PCS deputy general secretary Hugh Lanning said: "Of all departments, DWP should have known better - this is their 'day' job. They got rid of the staff because there was no more work for them to do, it was obvious to us that they made them redundant. I hope they act swiftly now to pay all the staff affected by this decision the money they are owed."

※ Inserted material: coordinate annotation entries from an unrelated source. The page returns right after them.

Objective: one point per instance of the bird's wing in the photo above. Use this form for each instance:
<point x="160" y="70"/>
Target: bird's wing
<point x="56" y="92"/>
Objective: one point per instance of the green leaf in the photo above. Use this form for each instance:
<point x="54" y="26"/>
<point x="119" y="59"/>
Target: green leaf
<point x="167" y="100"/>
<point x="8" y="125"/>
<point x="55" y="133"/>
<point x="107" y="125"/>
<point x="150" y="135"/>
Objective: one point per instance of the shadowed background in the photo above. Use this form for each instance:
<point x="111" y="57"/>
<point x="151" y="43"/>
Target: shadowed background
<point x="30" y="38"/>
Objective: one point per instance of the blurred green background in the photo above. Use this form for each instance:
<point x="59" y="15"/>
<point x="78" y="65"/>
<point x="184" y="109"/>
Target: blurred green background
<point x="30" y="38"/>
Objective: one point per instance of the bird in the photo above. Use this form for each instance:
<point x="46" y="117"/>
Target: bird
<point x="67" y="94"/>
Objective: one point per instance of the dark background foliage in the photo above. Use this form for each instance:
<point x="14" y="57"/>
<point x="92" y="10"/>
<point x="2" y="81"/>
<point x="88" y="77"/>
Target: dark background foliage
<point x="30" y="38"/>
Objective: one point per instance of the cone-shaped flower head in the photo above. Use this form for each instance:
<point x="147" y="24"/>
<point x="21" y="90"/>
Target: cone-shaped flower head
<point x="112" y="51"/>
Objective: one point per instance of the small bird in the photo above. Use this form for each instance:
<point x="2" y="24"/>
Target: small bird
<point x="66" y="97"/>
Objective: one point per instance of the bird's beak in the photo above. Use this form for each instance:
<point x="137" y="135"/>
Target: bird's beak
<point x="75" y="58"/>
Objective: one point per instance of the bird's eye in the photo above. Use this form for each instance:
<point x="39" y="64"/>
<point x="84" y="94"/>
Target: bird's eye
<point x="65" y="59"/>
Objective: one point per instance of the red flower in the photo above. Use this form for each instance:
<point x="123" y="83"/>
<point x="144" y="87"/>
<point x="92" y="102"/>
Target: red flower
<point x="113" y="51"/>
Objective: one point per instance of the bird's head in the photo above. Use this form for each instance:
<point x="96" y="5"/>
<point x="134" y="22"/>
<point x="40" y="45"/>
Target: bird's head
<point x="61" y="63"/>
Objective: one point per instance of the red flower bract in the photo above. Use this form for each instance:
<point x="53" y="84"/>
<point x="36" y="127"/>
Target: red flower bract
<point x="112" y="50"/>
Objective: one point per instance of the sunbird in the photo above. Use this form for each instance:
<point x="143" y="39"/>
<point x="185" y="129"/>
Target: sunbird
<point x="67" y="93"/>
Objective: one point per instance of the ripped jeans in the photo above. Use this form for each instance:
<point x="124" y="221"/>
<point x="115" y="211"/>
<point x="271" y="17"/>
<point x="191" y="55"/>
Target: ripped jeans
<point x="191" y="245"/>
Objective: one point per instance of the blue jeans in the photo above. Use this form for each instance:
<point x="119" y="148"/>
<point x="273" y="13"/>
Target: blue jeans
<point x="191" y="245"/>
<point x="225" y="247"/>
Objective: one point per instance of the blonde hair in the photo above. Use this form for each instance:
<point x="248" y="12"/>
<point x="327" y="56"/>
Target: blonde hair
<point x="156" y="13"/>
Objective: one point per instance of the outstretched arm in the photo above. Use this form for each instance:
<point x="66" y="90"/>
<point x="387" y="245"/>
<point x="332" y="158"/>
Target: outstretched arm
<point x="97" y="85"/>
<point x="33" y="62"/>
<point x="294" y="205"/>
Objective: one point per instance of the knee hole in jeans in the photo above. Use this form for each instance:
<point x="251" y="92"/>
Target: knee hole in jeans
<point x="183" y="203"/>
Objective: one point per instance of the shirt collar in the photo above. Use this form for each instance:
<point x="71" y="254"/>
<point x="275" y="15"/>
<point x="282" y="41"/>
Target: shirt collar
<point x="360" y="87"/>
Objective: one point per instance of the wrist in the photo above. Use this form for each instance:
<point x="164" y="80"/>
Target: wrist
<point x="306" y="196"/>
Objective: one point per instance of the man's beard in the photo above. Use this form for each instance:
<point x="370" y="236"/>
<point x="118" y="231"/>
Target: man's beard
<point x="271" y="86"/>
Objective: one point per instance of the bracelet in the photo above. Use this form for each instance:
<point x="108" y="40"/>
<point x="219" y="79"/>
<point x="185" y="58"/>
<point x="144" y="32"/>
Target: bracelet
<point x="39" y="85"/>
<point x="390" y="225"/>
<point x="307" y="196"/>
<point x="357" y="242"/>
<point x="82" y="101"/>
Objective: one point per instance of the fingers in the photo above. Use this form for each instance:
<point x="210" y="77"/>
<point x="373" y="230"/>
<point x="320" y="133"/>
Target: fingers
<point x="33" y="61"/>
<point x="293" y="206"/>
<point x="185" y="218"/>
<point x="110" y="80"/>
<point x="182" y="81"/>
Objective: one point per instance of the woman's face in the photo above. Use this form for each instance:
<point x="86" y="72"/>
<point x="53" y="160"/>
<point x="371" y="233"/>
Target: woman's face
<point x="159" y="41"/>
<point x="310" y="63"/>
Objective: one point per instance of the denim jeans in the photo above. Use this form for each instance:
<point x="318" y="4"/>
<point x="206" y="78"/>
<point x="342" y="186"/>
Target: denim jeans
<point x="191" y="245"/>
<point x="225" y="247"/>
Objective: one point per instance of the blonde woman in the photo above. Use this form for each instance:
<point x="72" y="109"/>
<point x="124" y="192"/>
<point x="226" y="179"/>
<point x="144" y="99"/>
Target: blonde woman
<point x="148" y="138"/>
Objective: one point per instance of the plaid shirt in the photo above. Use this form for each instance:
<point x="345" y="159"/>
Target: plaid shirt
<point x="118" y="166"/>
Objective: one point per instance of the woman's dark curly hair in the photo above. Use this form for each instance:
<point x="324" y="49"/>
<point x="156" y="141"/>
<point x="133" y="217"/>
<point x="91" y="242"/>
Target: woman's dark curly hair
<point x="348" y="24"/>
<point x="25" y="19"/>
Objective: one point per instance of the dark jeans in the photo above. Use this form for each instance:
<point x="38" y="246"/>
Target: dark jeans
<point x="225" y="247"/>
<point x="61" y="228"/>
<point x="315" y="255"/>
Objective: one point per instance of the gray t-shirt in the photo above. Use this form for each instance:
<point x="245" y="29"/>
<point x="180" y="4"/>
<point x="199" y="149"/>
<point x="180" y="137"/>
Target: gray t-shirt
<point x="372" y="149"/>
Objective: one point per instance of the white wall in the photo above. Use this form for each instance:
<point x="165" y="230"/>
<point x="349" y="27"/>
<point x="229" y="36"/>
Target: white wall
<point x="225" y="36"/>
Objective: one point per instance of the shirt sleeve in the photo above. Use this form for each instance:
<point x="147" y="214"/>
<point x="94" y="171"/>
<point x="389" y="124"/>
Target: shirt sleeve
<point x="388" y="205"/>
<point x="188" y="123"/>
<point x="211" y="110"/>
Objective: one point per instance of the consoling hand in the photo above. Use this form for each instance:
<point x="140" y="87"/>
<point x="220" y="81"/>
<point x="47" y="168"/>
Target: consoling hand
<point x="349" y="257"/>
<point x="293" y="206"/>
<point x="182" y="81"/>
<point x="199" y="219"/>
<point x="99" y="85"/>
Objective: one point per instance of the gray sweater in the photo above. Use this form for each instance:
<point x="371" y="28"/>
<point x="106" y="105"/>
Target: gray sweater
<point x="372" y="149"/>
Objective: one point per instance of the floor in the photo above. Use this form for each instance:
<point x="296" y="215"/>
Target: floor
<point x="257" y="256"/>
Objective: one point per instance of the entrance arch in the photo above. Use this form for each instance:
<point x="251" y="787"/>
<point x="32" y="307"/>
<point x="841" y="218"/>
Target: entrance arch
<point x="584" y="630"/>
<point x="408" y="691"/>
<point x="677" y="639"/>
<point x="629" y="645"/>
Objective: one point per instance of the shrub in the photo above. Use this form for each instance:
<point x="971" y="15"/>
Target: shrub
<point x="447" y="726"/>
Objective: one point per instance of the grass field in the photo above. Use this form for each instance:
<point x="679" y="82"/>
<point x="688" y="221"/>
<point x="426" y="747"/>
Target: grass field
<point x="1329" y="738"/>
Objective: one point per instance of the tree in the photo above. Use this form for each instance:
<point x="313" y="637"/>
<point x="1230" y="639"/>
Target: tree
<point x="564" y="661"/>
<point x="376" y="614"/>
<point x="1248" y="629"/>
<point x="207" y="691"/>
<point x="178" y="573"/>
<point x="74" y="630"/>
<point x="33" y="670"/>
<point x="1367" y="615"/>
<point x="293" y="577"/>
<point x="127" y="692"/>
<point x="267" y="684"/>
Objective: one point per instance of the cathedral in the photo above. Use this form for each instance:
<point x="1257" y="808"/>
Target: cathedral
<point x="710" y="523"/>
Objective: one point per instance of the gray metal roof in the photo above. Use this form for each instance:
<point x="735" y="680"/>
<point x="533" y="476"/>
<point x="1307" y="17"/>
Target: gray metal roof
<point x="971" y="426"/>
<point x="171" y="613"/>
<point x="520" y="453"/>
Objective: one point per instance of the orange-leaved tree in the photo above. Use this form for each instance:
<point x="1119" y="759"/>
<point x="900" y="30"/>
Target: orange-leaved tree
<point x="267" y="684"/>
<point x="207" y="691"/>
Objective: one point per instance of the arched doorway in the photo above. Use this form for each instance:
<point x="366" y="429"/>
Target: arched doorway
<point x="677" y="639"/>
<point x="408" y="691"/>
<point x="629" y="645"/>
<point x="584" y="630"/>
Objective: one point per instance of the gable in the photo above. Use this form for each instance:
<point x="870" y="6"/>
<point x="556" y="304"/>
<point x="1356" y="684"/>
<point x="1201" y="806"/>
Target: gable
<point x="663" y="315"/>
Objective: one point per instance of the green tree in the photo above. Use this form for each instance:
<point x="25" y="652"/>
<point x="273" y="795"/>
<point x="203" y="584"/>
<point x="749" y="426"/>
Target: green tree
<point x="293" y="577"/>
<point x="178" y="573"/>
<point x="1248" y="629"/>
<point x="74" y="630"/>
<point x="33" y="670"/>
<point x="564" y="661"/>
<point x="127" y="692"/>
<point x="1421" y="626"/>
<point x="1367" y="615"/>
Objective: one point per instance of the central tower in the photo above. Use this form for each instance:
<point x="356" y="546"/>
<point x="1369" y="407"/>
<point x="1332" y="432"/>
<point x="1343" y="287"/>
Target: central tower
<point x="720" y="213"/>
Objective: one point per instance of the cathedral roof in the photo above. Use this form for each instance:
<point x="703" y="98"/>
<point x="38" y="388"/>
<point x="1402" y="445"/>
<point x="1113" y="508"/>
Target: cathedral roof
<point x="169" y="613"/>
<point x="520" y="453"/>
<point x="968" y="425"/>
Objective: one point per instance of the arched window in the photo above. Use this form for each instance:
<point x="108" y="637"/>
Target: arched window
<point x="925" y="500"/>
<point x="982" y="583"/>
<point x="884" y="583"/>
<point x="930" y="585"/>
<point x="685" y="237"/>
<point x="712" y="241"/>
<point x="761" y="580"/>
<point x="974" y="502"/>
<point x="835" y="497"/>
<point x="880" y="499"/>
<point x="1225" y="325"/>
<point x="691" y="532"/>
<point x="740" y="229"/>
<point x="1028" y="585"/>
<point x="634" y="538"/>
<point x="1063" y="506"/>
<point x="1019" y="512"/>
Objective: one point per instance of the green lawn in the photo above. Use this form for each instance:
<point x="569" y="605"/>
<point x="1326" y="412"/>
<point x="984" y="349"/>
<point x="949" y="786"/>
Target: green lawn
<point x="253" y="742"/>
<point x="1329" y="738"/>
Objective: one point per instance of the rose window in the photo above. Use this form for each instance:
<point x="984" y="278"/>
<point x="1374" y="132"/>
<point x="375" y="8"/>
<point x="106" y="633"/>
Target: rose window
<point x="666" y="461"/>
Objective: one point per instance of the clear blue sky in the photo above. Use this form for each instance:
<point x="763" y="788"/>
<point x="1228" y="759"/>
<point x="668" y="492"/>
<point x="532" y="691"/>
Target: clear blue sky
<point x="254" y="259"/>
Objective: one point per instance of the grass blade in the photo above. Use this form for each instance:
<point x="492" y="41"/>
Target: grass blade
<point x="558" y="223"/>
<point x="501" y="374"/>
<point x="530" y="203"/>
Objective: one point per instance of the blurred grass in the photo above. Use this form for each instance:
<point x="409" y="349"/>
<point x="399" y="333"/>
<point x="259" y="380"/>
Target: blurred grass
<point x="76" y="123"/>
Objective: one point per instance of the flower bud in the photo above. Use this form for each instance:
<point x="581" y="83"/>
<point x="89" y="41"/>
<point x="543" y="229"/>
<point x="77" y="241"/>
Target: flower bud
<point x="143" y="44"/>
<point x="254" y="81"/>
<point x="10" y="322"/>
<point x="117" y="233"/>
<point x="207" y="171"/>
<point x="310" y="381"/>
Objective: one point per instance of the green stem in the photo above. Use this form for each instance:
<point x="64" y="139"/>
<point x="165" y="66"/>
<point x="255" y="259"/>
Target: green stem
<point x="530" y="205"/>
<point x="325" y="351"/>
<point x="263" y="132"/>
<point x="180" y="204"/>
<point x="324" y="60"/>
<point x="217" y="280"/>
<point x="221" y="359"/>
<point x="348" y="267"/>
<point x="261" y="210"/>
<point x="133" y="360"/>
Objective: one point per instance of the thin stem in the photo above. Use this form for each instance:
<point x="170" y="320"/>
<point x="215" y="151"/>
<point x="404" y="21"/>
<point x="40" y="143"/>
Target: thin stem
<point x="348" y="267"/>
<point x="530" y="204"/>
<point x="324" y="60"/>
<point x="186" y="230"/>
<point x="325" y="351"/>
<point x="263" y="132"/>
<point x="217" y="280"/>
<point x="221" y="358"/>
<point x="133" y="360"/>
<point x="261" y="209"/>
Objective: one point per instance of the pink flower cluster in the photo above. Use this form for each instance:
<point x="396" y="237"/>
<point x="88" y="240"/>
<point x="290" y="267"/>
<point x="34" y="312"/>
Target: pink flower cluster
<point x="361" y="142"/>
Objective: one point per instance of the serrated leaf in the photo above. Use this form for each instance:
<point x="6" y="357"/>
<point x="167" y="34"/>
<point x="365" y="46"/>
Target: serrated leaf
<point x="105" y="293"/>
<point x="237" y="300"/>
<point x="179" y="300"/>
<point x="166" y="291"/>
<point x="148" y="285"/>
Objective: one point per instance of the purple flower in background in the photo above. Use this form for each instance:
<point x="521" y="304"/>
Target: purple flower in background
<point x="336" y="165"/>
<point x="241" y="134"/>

Solicitor Andrew James, of Thompsons, who acted for the claimants, said: "I am delighted that the claimants have succeeded in their claims and that they and hundreds oftheir colleagues will now receive the redundancy compensation payments that they are clearly entitled to. I have always found the DWP's argument that this was not a redundancy situation somewhat difficult to fathom. Thousands of fixed term employees like Ms Fanis and Ms Ricciardi were dismissed bythe DWP in order to meet ministerial head count reductions. TheDWP's arguments that this did not amount to redundancy flew in the face of both clear legal authority and plain common sense."
The claimants were represented in the tribunal by Michael Ford QC of Old Square Chambers.